Page MenuHomePhabricator

uncategorized pages report speedup hack
Closed, InvalidPublic

Description

Author: bugzilla_wikipedia_org.to.jamesd

Description:
One approach to speed up uncategorized pages. Note
that it is NOT optimal - ideally there would be an
index for cur on cur_is_redirect. The lack of that
forces loading of the full record of cur - if there
was an index, we could take the value directly from
the index without reading the main record at all.
Better still, there would be an index on
cur_namespace, cur_is_redirect and cur_title.
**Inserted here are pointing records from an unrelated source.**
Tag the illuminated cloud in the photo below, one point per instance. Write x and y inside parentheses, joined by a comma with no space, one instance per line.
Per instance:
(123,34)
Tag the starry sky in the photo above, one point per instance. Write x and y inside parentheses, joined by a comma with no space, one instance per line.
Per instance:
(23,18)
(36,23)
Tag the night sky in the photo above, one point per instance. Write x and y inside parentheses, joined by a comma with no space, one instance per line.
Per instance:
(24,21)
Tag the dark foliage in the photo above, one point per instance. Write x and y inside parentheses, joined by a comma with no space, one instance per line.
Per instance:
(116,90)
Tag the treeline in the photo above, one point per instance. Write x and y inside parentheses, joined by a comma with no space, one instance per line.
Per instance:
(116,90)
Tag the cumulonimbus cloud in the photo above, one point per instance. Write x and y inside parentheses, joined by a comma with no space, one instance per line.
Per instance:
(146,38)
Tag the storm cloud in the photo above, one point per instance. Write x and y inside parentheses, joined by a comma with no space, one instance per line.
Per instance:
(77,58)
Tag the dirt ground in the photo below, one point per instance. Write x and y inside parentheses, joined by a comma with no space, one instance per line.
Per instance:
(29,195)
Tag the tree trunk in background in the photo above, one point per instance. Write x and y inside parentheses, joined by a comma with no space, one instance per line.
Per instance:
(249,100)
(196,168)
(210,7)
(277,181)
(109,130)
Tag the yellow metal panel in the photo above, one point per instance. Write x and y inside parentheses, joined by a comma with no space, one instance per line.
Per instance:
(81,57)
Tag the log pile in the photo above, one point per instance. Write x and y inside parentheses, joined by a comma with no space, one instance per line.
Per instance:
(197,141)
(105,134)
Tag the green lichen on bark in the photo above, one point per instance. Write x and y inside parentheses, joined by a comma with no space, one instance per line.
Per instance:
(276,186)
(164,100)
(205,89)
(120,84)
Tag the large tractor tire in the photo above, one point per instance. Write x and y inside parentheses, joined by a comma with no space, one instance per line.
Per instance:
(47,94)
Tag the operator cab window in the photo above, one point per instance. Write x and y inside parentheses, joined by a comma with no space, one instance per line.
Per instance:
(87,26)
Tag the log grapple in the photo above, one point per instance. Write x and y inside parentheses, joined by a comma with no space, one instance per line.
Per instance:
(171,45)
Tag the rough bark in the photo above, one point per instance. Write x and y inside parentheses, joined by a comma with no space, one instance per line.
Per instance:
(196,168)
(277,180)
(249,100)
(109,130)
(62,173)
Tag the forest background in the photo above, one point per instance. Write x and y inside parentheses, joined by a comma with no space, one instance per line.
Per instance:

That
index could be used for many other queries, using
cur_is_redirect in (0,1) when it doesn't matter
whether it's a redirect or not. Field order makes a
speed difference in indexes and I haven't evaluated
whether cur_namespace or cur_is_redirect first is
faster.

See bug 250 for a periodically generated intermediate
table approach which would make this cheaper without
changing the cur table. This query could run against
that intermediate table. We'd want one index on cur
which contained every field in the intermediate table
or we'd want cur updates to update the intermediate
table directly (using insert delayed so they wouldn't
block due to MyISAM poor locking if a query was
running). With the text field removed from cur we
wouldn't need this index on cur - it's just to dodge
the time it takes to read all of the current full cur
record.

However, we don't have this yet, so:

  1. create a table with just the cur_id - will load id

from that index, so it's very fast. Will include
records with the wrong namespace. Get them in batches
of 50,000 and perform steps 2+3 for each batch.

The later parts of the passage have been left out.